Re: [PATCH v2 16/18] arm64: crypto: disable LTO for aes-ce-cipher.c

From: Mark Rutland
Date: Tue Nov 21 2017 - 06:48:10 EST

On Mon, Nov 20, 2017 at 01:01:43PM -0800, Sami Tolvanen wrote:
> On Mon, Nov 20, 2017 at 03:25:31PM +0000, Ard Biesheuvel wrote:
> > However, under LTO this all changes, and it is no longer guaranteed
> > that the NEON registers are only touched between the kernel mode
> > neon begin/end calls.

Just to check, I take it that the feat is that LTO can merge the
begin/asm/end, reordering bits to the begin/end relative to the asm?
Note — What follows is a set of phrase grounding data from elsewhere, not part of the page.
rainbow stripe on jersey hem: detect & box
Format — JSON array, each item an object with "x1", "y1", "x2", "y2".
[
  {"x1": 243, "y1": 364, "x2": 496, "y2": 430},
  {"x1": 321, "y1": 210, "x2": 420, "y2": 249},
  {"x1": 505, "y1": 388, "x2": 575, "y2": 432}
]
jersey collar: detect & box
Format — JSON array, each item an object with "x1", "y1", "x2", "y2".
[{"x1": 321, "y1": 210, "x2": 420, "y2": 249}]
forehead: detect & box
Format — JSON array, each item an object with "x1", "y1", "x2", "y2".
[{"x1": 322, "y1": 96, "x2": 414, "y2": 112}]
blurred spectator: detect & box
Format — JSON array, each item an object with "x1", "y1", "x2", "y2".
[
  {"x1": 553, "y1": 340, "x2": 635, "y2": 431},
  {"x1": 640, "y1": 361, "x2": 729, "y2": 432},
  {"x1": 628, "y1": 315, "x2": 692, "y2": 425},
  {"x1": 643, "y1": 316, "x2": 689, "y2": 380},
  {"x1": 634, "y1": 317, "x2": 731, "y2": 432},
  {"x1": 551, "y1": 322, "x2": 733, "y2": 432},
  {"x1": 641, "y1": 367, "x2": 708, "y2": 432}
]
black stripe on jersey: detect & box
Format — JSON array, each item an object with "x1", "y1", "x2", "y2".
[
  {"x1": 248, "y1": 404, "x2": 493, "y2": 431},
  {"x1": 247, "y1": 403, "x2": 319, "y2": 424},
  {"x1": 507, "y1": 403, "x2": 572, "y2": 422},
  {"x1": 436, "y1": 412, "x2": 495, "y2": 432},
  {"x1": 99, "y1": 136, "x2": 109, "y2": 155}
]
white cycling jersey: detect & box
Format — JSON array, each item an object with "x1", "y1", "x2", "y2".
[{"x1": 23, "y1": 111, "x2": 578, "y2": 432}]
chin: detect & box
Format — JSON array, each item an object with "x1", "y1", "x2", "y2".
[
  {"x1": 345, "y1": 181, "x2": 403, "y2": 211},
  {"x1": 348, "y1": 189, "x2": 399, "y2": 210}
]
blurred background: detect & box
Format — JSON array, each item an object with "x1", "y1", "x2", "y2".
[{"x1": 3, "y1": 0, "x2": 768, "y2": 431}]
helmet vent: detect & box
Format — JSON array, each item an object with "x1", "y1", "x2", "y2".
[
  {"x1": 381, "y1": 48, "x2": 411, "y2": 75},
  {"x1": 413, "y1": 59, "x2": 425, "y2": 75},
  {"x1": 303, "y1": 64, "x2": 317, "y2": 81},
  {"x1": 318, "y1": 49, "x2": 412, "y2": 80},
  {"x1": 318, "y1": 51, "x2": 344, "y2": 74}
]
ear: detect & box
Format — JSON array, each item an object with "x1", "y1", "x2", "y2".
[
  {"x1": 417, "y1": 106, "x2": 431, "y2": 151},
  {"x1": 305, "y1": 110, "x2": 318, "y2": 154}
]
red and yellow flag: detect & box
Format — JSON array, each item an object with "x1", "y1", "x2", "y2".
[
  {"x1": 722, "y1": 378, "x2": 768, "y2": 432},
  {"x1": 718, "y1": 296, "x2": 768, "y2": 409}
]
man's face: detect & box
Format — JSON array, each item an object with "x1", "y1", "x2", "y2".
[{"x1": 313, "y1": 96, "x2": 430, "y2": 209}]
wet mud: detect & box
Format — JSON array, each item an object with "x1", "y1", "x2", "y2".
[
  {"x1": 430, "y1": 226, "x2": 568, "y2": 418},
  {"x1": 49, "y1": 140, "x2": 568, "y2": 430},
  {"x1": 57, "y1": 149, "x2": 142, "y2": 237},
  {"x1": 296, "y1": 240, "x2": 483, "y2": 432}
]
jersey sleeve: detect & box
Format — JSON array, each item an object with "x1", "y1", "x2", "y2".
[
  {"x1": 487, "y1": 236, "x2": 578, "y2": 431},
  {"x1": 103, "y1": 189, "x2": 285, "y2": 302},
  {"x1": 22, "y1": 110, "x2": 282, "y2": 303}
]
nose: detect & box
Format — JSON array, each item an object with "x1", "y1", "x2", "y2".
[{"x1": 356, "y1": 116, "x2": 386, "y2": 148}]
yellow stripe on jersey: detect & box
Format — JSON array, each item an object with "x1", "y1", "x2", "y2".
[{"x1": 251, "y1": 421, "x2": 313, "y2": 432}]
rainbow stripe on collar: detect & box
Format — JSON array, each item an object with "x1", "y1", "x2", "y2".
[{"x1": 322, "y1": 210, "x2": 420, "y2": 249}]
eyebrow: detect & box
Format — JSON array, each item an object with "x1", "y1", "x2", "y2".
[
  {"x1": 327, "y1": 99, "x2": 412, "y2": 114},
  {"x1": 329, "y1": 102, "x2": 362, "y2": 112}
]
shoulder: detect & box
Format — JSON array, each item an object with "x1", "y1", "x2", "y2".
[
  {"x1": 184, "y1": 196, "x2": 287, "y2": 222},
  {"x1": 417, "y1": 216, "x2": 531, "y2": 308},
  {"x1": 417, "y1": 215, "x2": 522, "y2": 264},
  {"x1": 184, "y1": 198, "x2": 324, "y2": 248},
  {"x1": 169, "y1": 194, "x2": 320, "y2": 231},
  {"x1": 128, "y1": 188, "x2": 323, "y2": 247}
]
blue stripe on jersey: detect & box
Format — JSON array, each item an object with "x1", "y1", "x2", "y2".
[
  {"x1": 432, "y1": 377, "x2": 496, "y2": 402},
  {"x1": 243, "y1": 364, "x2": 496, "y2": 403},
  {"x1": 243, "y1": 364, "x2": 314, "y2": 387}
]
AFAICT, assuming that LTO respects our compiler barriers:

* the preempt_disable() in kernel_neon_begin() should prevent the asm
block from being moved earlier, but it looks like it could be moved
somewhere in the middle of local_bh_enable().

* the __this_cpu_xchg() in kernel_neon_end() *isn't* ordered w.r.t the
asm, as it doesn't have a full memory clobber, and could be
re-ordered before the asm block.

We *could* solve this case with a barrier() at the end of
kernel_neon_begin() and the start of kernel_neon_end(), but it is a
whack-a-mole solution. :/

... this also raises the question as to how the {__,}this_cpu*() ops are
expected to be ordered w.r.t. other local operations, as that's not
clear to me even in the absence of LTO.

> LTO operates on LLVM IR, so disabling LTO for this file should make
> sure there won't be any unsafe optimizations. Are there other places
> in the kernel that might have this issue?

I suspect that as above, there are a number of places that implicitly
rely on compilation-unit boundaries enforcing (local) ordering w.r.t.
asynchronous events, as the compiler won't otherwise be able to reorder
code such as cpu-local flag manipulation.

I think we have a much bigger problem here.